Les diapositives alchimiques de Ian Ruhter
Dans le fond de mon écran plasma, j’aime voir que certains artistes créent de belles choses pour dépasser l’art d’usage, trop souvent sans charme. Le high-tech performe un peu plus tous les jours que Dieu fait, mais le vintage est dans l’air du temps. Le vieux devient tendance. Arty et hipsters se délectent de ce renversement. Ils pensent être à part, jouissent de leur statut intemporel et surdimensionné, de leur collection de vinyles et de cassettes qui s’arrachent à prix d’or dans les marchés des quartiers underground, de leurs vêtements faussement usés. Se confondre dans la masse – « Vade Retro Satana, plutôt mourir », pensent-ils. Une subversion en toc qui tourne en rond, noyée par la mode elle-même. J’avoue néanmoins que le mélange des technologies actuelles à celles de ces déréglés génère beaucoup de projets gracieux et audacieux. Un méli-mélo temporel qu’on a du mal à expliquer.
Arrêt, réflexe cérébral. L’élan est trop grand. Je m’éloigne de mon sujet, trop étourdit pour m’en rapprocher.
The Bell & The Crown, Chiswick, 11 h 38. Mon troisième café de la matinée fume encore dans la pénombre feutrée du pub. Les courants d’air frôlent la moquette et raccourcissent mes orteils. La brume dorée du matin n’a pas encore donné sa place à l’air doux de ces derniers jours. Le lit de la Tamise sillonne les petits carreaux de la fenêtre, débarrassés du reflet de la crue hebdomadaire. J’entends les cygnes du coin battre de l’aile sur le quai, sorte de reconnaissance au don de pain rassis des passants émerveillés par la blancheur de leurs plumes. Le barman n’entend rien. Il aime mieux siffler du Michael Bubblé pour donner une seconde jeunesse au son grisé de la radio. Sous ce bruit doucement aigu, je continue à faire défiler sur mon ordinateur le portfolio du site de Ian Ruhter.

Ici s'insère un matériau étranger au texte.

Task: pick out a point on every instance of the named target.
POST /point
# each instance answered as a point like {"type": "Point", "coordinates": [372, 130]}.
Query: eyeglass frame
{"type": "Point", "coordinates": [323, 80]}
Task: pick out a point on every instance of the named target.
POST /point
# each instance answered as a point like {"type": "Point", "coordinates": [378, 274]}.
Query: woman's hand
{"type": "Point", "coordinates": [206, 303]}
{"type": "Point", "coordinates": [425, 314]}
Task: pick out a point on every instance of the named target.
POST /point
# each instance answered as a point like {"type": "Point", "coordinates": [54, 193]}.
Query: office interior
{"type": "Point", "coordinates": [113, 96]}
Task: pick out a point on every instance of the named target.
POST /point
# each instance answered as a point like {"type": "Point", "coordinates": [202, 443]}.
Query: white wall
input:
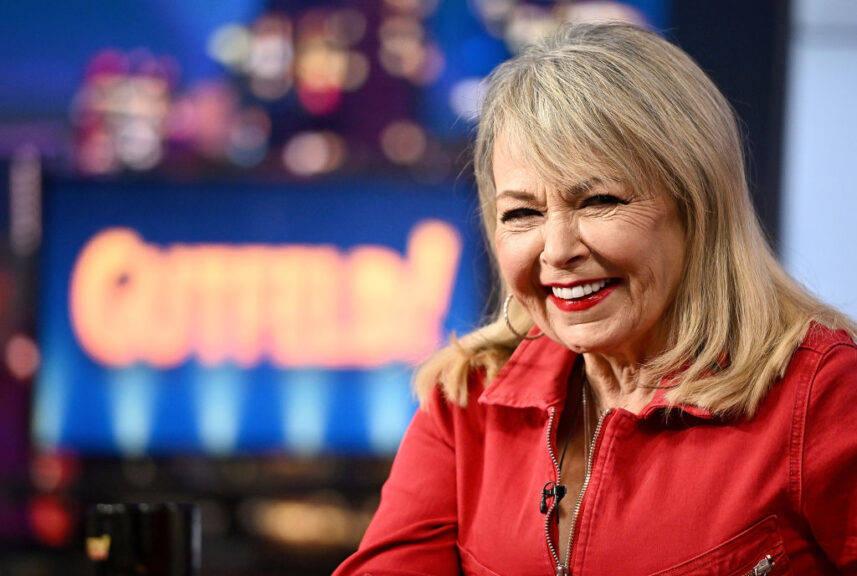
{"type": "Point", "coordinates": [819, 205]}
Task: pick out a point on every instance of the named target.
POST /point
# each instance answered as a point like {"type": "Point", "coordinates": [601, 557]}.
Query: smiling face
{"type": "Point", "coordinates": [595, 263]}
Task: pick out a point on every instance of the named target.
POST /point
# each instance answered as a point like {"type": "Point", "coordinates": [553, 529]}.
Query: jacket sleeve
{"type": "Point", "coordinates": [414, 530]}
{"type": "Point", "coordinates": [829, 480]}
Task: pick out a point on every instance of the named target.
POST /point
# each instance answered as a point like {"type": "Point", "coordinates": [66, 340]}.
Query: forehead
{"type": "Point", "coordinates": [519, 164]}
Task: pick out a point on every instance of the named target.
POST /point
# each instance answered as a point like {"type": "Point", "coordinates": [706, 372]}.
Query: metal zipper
{"type": "Point", "coordinates": [563, 569]}
{"type": "Point", "coordinates": [555, 501]}
{"type": "Point", "coordinates": [764, 567]}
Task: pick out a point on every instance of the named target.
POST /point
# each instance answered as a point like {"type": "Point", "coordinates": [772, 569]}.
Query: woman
{"type": "Point", "coordinates": [680, 405]}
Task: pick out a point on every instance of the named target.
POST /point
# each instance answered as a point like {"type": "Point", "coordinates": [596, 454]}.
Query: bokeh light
{"type": "Point", "coordinates": [403, 142]}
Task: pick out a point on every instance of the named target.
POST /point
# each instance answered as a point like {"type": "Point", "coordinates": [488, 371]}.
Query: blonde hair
{"type": "Point", "coordinates": [623, 102]}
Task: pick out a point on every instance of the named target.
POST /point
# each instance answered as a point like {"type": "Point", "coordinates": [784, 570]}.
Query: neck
{"type": "Point", "coordinates": [617, 384]}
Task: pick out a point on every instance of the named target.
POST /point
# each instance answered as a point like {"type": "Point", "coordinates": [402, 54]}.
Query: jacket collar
{"type": "Point", "coordinates": [536, 376]}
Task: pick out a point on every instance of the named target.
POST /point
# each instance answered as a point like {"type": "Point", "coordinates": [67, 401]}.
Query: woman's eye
{"type": "Point", "coordinates": [603, 200]}
{"type": "Point", "coordinates": [518, 214]}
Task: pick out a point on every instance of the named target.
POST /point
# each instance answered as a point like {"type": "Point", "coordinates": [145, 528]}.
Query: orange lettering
{"type": "Point", "coordinates": [294, 305]}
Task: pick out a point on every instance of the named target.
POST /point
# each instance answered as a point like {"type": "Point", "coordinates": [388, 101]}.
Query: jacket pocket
{"type": "Point", "coordinates": [757, 551]}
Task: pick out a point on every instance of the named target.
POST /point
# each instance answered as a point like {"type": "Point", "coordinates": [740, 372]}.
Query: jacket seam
{"type": "Point", "coordinates": [797, 450]}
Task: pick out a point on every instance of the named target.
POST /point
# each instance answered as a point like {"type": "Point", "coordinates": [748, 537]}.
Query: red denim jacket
{"type": "Point", "coordinates": [686, 495]}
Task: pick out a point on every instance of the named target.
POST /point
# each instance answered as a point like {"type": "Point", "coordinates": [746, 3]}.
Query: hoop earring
{"type": "Point", "coordinates": [509, 322]}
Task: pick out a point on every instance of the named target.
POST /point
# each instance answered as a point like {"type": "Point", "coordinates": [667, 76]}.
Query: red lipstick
{"type": "Point", "coordinates": [584, 303]}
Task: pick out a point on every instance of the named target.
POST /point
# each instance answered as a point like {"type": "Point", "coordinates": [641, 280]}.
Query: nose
{"type": "Point", "coordinates": [562, 242]}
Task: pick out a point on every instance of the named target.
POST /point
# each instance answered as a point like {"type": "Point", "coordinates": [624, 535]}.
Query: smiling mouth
{"type": "Point", "coordinates": [579, 291]}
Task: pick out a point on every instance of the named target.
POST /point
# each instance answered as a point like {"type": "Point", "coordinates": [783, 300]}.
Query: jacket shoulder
{"type": "Point", "coordinates": [821, 339]}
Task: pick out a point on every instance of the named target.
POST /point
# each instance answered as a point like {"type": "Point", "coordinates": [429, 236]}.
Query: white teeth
{"type": "Point", "coordinates": [578, 291]}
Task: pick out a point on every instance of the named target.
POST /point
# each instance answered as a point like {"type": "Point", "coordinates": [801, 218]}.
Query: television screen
{"type": "Point", "coordinates": [226, 318]}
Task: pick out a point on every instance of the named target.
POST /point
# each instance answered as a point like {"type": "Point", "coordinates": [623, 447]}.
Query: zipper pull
{"type": "Point", "coordinates": [551, 490]}
{"type": "Point", "coordinates": [764, 566]}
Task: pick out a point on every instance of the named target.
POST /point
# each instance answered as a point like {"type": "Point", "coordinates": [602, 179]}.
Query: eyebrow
{"type": "Point", "coordinates": [574, 190]}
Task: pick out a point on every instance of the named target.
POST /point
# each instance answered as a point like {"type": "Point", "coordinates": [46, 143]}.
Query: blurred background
{"type": "Point", "coordinates": [229, 230]}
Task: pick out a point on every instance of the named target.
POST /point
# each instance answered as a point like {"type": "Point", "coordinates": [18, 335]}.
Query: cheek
{"type": "Point", "coordinates": [515, 256]}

J’y vois des paysages de grands espaces, des visages mélancoliques, des arbres mousseux, des cascades de gel, des nuances de bronze et d’argent sur des auréoles de fumée vieillies et craquelées. Ce photographe américain utilise tout l’attirail d’un dangereux alchimiste. Il capte de son établi, une sorte de camion à glace muni d’un trou alvéolé, les images du dehors qui réverbèrent sur des plaques métalliques nimbées de substances corrosives. Avec son Photomaton ambulant, il revoit en soi la technique originelle de la photographie. « Chaque portrait, chaque paysage, chaque photo sont une image originale. C’est un moment gelé dans le temps. J’ai construit un appareil photo, j’ai créé une machine à voyager dans le temps ». Bricoleur passionné d’un art en évolution, il préconise le charme archaïque de l’image au détriment du numérique, préfère la couleur mate d’un rouleau de négatifs et laisse aux plus aguerris la complexité de Photoshop.
Je me rappelle maintenant des diapositives de mon enfance, de ces soirées familiales où le patriarche s’improvise en maître de cérémonie en expliquant pour la xième le pourquoi du comment de chaque prise. Mes yeux se faisaient lourd, la tête sur l’épaule maternelle, mon corps racorni dans les cousins de plumes et bercé par le crépitement du rétro projecteur.